In un certo senso, l’ordine funge ancora da tutore, impedendo a molti di intraprendere la professione. “Siamo l’unico Paese europeo che ha tanti giornalisti e per raggiungerli bisogna fare grandi sacrifici”, ha spiegato. Leila Belhadj Mohamed, giornalista freelance e podcaster, ha detto a The Fix Media. “Per entrare lì ed essere ufficialmente riconosciuto come giornalista, serve un master, cosa che spesso le persone con un background migratorio oggettivamente non possono permettersi”.

Tra le vittime citate da Belhadj Mohamed c’erano coloro che venivano pagati per il loro lavoro giornalistico solo mesi dopo, con salari molto bassi rispetto ad altri paesi europei.

Giusto Mauro, giornalista freelance e podcaster, è d’accordo. La mancanza di inclusione di voci diverse ha un impatto diretto sulla natura del reporting ed è una questione in cui non solo la “razza” ma anche la classe sociale è un criterio di esclusione, ha detto Mauro a The Fix Media. “Credo che il problema della diversità nei media italiani sia un problema di classe. “Ciò ha un impatto non solo sulle persone provenienti da un contesto migratorio, ma su tutti coloro che appartengono alle classi non privilegiate”, ha affermato.

Segno di cambiamento

Ma recentemente, sempre più voci non bianche stanno cercando di trovare un posto o di crearsi un nuovo spazio nei media italiani.

Uno di questi suoni è DOTZuna società di media indipendente fondata da giornalisti video Sara Lemlem Stabilito. Lemlem e gran parte della redazione di DOTZ si sono incontrati durante la cosiddetta campagna #cambiRAI (“cambia RAI”). Questa campagna mira a criticare le emittenti pubbliche per aver vietato l’uso della parola “negro” [Italienisch für Nigger] in un programma che non lascia dubbi e si oppone al divieto del linguaggio razzista nei media.

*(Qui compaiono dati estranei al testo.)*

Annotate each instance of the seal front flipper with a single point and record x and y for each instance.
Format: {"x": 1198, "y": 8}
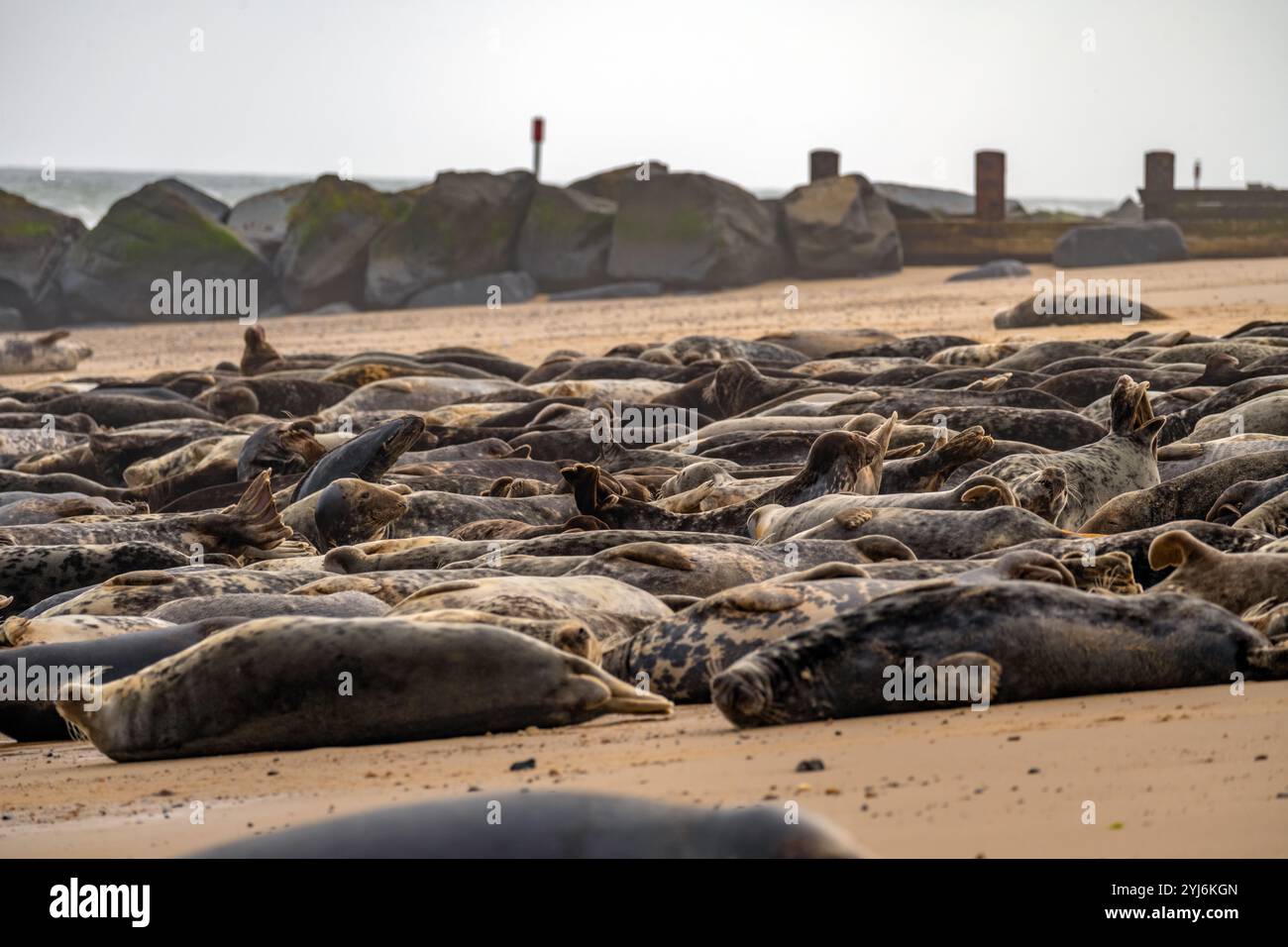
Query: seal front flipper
{"x": 1269, "y": 663}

“Questo è un momento importante in Italia perché la parola N è stata usata in diretta dalla televisione pubblica [und niemand hat sich dafür entschuldigt, was] ha scatenato un’ondata di rabbia senza precedenti in Italia”, ha detto Lemlem a The Fix Media. “Anche se ero l’unica persona di colore qui, tutti alla DOTZ si sono sentiti offesi dall’uso della parola N e, insieme a molti altri dentro e fuori dall’Italia, ci siamo uniti online per mobilitarci contro la RAI”.

Questa campagna ha dato vita a DOTZ e, come ha detto Lemlem, la redazione è stata in grado di crescere grazie a un finanziamento di Fondo culturale europeo dedicarsi completamente al lavoro giornalistico. Essendo un giornalista che non è tra i privilegiati e non può permettersi di lavorare gratuitamente nel giornalismo, Lelem – proprio come i suoi colleghi – fa affidamento su questo sostegno.

Nonostante le esclusioni basate su razza, classe, genere o età, le sfide che devono affrontare i giornalisti non bianchi nei media italiani sono numerose, ma quello che è certo è che il percorso per creare nuovi spazi e rivendicare la narrazione è aperto e viene ora intrapreso da molti persona. .

“Sto pensando a progetti editoriali come DOTZ, Colorato, [oder andere Medien wie Griot Mag, Afroitalian Souls und We Africans United]creati da persone di diversa estrazione per presentare informazioni che corrispondono alla realtà italiana”, ha affermato Obasuyi del CILD.